EZB sollte Risiken nicht ausblenden
In den vergangenen Wochen haben schlechte Konjunkturmeldungen den Druck auf die EZB erhöht, ihre Geldpolitik weiter zu lockern: Die Inflation in der Eurozone ist auf 0,3 Prozent gegenüber dem Vorjahreszeitraum gefallen und hat bereits existente Deflationssorgen weiter geschürt. Zudem sanken verschiedene Stimmungsindizes. Damit stellt sich die Frage, ob der aufkeimende Aufschwung sich durchsetzen kann. Am Finanzmarkt stiegen so die Erwartungen an die EZB immer weiter.
Einen kleinen Erfolg konnte sie mit der neuerlichen Leitzinssenkung feiern: Der Wechselkurs sank zwischenzeitlich auf unter 1,30 Dollar je Euro – eine solche Abwertung sollte helfen, die Exporte europäischer Unternehmen zu beflügeln. Zudem legte der Dax ebenfalls leicht zu. Doch es gibt auch Wermutstropfen: Denn hinter der Euro-Abwertung stehen Kapitalabflüsse aus der Eurozone in die USA, wo die Zinsen bald steigen dürften. Im Moment ist zwar auch in Europa noch viel Kapital unterwegs, doch wenn die Kapitalabflüsse weiter zunehmen, könnten hierzulande die längerfristigen Zinsen steigen, was den fragilen Aufschwung in der Eurozone weiter erschweren könnte. Denn steigende Zinsen erhöhen die Kosten für Unternehmen, sich am Kapitalmarkt zu finanzieren.
Die EZB hat am Donnerstag den Einlagenzins ebenfalls um 10 Basispunkte auf minus 0,2 Prozent gesenkt. Es bleibt abzuwarten, wie die Banken mit den gestiegenen Kosten durch den negativen Einlagenzins umgehen. Die Profitabilität vieler Banken ist im aktuellen Niedrigzinsumfeld schon gering. Eine Ausweichreaktion der Banken durch Investitionen in Hochzinsanleihen könnte aber Gefahren für die Finanzstabilität mit sich bringen.

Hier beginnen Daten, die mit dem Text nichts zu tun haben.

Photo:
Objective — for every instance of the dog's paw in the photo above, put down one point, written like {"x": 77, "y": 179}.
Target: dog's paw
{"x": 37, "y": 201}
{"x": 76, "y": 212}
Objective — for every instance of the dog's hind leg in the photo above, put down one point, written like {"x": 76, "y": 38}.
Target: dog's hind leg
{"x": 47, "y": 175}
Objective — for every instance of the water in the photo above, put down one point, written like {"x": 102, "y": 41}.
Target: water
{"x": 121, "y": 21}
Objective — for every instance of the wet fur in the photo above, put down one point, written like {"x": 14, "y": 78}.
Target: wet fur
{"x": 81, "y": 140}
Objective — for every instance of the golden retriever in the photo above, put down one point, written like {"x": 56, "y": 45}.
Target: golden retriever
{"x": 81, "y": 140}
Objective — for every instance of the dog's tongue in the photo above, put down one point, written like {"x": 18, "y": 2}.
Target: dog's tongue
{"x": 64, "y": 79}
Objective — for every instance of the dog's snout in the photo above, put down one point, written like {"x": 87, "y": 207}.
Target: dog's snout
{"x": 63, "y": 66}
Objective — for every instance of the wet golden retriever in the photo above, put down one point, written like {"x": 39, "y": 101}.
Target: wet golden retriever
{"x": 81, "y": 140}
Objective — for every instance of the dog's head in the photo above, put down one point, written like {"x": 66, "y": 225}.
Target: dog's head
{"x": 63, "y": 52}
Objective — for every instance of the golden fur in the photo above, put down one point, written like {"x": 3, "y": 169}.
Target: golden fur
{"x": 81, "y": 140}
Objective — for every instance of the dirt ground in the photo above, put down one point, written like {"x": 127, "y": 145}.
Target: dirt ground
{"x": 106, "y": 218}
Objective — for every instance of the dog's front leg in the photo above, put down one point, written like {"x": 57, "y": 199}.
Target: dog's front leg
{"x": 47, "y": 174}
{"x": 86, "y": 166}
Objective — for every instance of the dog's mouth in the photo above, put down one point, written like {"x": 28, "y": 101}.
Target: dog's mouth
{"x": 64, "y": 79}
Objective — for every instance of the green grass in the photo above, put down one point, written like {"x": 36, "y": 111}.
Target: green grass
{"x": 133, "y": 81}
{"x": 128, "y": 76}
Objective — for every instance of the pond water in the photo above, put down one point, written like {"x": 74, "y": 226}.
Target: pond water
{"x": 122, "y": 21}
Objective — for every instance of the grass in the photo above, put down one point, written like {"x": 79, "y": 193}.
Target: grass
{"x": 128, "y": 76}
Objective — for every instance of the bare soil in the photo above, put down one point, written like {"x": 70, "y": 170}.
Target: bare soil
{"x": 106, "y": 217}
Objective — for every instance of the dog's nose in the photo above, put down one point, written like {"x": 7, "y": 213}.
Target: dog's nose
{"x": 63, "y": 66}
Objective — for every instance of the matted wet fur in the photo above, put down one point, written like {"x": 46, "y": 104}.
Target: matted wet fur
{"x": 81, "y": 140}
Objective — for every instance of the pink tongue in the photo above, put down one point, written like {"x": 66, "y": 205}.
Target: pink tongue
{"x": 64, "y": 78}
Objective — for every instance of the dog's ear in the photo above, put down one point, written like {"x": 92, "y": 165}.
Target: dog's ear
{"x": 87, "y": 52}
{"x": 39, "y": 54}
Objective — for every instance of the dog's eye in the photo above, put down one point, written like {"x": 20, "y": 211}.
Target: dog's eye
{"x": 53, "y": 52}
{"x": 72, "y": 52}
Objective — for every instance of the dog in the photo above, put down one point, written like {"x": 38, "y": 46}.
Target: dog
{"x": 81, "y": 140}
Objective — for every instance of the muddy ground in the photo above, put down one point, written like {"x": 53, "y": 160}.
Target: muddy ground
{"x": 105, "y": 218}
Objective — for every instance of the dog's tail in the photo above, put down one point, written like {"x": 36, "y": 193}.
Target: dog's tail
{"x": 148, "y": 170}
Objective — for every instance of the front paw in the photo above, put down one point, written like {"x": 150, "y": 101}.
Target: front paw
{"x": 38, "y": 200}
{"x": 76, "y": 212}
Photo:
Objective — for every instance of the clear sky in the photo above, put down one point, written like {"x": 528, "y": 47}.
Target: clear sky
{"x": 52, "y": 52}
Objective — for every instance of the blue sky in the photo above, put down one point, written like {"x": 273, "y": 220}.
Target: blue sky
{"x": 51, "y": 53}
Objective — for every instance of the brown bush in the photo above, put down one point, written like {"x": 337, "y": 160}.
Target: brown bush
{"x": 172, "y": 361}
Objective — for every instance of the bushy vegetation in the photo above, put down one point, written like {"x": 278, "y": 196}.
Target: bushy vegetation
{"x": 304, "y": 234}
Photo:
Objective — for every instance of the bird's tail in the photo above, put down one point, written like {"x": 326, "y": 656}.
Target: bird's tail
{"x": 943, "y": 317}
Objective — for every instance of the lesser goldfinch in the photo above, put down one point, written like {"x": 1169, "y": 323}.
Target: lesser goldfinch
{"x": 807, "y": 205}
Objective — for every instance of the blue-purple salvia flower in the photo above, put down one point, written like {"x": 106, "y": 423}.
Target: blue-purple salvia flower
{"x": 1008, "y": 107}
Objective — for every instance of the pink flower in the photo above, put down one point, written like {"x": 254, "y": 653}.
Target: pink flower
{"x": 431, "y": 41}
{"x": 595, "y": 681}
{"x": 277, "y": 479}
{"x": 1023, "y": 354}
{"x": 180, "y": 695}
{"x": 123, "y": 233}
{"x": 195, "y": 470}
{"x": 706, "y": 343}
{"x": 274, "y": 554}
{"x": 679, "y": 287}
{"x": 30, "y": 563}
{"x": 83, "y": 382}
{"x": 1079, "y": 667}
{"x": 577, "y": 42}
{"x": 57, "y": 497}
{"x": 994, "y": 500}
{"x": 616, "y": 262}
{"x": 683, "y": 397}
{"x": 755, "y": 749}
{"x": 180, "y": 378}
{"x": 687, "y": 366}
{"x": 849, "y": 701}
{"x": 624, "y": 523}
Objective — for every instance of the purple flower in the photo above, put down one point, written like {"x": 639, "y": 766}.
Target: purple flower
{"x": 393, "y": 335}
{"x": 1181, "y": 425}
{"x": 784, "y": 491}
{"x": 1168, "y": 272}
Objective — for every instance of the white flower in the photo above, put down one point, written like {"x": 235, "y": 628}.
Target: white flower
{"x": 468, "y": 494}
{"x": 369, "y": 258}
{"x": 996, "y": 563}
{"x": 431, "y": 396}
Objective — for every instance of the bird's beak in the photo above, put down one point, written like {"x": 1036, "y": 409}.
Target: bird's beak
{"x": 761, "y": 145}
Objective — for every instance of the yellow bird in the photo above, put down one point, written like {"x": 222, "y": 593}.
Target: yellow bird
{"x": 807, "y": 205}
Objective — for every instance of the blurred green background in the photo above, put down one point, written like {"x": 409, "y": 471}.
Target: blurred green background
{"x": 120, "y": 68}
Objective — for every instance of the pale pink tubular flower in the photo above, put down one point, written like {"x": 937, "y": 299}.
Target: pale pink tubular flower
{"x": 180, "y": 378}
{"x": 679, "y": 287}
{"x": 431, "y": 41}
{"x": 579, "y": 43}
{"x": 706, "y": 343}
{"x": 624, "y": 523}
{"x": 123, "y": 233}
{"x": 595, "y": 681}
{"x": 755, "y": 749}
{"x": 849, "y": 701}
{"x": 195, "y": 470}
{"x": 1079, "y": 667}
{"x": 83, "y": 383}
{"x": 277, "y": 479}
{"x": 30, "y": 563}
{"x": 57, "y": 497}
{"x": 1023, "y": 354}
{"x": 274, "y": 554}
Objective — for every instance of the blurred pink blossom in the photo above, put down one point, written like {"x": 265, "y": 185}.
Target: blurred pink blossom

Ohnehin sollte die EZB die mittelfristigen Risiken ihrer extremen Niedrigzinspolitik stärker berücksichtigen und nicht nur auf die kurzfristigen Probleme schauen. Zumal nicht ausgemacht ist, dass die jüngste Delle bei den Stimmungsindikatoren dauerhafter Natur ist: Gestern gab es – zumindest für Deutschland – sehr positive Nachrichten von den industriellen Auftragseingängen, die überraschend stark gestiegen sind.